SQLMesh environments

Databox uses SQLMesh virtual environments to separate proposed changes from accepted production state. One DuckDB file (or one MotherDuck account) holds both — environments are metadata, not separate databases.

The loop

┌────────────┐    plan dev     ┌────────────┐  verify  ┌─────────────┐  plan prod  ┌────────────┐
│ model edit ├────────────────▶│    dev     ├─────────▶│ dev Soda OK ├────────────▶│    prod    │
└────────────┘                 └────────────┘          └─────────────┘             └────────────┘
  1. Edit a model in transforms/main/models/.
  2. task plan:dev — SQLMesh materializes the change into the dev virtual env. Schemas get __dev suffix: ebird.fct_daily_bird_observations becomes ebird__dev.fct_daily_bird_observations.
  3. task verify:dev — Soda contracts run against the __dev schemas. Sample queries against ebird__dev.* confirm the change looks right.
  4. task plan:prod — SQLMesh promotes the dev changes to prod. Because the tables already exist (they were materialized for dev), promotion is a metadata-only switch — near-instant, no recompute.

Why this matters

Without virtual envs, every model edit directly mutates prod. A broken change is only caught after downstream consumers see it. With the loop:

  • dev is the quarantine. Break it freely.
  • Soda contracts can fail on dev without blocking prod.
  • Promotion is cheap — no recompute on the prod side.
  • Rollback is a sqlmesh plan prod --restore-from <previous-plan-id> away.

Task targets

Task What it runs
task plan:dev sqlmesh plan dev — interactive, prompts for model changes
task verify:dev scripts/verify_dev.py — runs every Soda contract against the __dev schemas
task plan:prod sqlmesh plan prod — interactive; fails if prod is ahead of dev
task promote sqlmesh plan prod --auto-apply — shorthand when the only delta is a verified dev→prod promotion

All four target transforms/main/. They inherit the DATABOX_BACKEND setting, so task plan:dev works identically on local DuckDB and MotherDuck.

Per-backend notes

Local DuckDB. Virtual envs live in the same file. __dev schemas share buffer pool with prod schemas — dev queries are as fast as prod.
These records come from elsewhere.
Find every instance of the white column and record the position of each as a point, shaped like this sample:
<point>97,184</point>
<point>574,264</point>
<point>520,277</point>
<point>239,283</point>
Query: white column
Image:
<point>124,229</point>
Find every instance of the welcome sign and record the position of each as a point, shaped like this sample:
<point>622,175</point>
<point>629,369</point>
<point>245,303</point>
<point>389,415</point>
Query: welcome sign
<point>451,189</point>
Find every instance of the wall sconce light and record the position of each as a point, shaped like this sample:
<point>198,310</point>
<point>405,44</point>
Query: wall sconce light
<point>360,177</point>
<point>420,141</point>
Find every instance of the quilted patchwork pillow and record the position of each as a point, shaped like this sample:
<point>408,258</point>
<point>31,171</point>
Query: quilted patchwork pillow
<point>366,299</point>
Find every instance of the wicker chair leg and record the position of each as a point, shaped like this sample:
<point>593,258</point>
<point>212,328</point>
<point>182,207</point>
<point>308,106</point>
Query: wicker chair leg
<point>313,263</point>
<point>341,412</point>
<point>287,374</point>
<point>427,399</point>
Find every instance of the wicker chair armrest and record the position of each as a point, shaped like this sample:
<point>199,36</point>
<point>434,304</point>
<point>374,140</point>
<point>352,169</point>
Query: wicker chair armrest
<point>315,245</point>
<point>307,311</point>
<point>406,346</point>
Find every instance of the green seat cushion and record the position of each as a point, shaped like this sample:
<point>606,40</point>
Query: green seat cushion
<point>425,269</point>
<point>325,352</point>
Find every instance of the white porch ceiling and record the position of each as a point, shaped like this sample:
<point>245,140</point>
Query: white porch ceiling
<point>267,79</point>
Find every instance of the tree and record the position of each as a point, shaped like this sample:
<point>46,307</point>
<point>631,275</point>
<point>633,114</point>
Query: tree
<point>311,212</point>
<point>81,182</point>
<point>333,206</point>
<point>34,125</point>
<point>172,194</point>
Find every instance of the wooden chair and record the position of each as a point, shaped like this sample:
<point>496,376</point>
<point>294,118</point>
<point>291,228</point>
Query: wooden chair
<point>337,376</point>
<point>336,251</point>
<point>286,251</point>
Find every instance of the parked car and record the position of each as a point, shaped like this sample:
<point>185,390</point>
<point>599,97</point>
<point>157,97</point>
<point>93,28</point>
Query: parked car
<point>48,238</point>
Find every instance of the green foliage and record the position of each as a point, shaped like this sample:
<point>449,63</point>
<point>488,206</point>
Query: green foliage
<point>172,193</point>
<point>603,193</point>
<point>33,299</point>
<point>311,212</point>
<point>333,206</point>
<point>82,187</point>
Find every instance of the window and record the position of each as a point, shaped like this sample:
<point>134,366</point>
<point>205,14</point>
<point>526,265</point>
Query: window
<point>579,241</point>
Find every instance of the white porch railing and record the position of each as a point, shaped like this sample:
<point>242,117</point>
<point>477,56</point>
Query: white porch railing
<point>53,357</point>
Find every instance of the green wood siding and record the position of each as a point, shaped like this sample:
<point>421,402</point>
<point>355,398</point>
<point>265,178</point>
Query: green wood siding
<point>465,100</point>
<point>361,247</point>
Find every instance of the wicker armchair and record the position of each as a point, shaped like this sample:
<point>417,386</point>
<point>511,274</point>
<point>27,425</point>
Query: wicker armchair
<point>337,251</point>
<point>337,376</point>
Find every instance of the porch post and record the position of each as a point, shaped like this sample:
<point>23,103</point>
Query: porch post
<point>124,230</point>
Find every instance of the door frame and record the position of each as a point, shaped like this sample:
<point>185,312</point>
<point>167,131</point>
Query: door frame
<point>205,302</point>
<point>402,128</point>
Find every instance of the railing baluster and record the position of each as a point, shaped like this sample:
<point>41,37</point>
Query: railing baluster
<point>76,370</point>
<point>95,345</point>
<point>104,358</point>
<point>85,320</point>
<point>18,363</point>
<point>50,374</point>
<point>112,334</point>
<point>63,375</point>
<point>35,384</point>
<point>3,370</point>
MotherDuck. Same story. Virtual envs are a SQLMesh construct, not a DuckDB feature; the implementation is identical across backends. Cost implication: dev materializations do consume MotherDuck storage until sqlmesh janitor runs (default: 7-day TTL on dev snapshots).

Soda contracts and schema suffixes

Every Soda contract under soda/contracts/ hard-codes a dataset path like databox/ebird/fct_daily_bird_observations. scripts/verify_dev.py rewrites that to databox/ebird__dev/fct_daily_bird_observations in memory before handing the YAML to Soda. The committed contract files are never edited.

If you add a new source, its contracts automatically pick up the rewrite — the script walks every file under soda/contracts/ and applies a regex.

Schema-contract gate vs SQLMesh envs

The schema-contract gate (scripts/schema_gate.py) operates on Soda contract files in git — it does not run SQLMesh. It catches breaking column changes before plan dev ever runs. The two checks are complementary:

  • schema-contract gate — did someone change a contract in a way that would break downstream consumers? (static, PR-time)
  • task verify:dev — does the dev materialization satisfy every contract check? (runtime, post-plan)

Staging environment?

A staging env between dev and prod would make sense for a team with multiple developers or a formal release cadence. For a single-operator scaffold, it adds friction without payoff. The dev → verify → prod loop is enough.

Escape hatches

sqlmesh plan --auto-apply prod from the transforms/main/ directory still works and remains useful for one-off backfills or first-time setup. Treat it as the exception, not the default.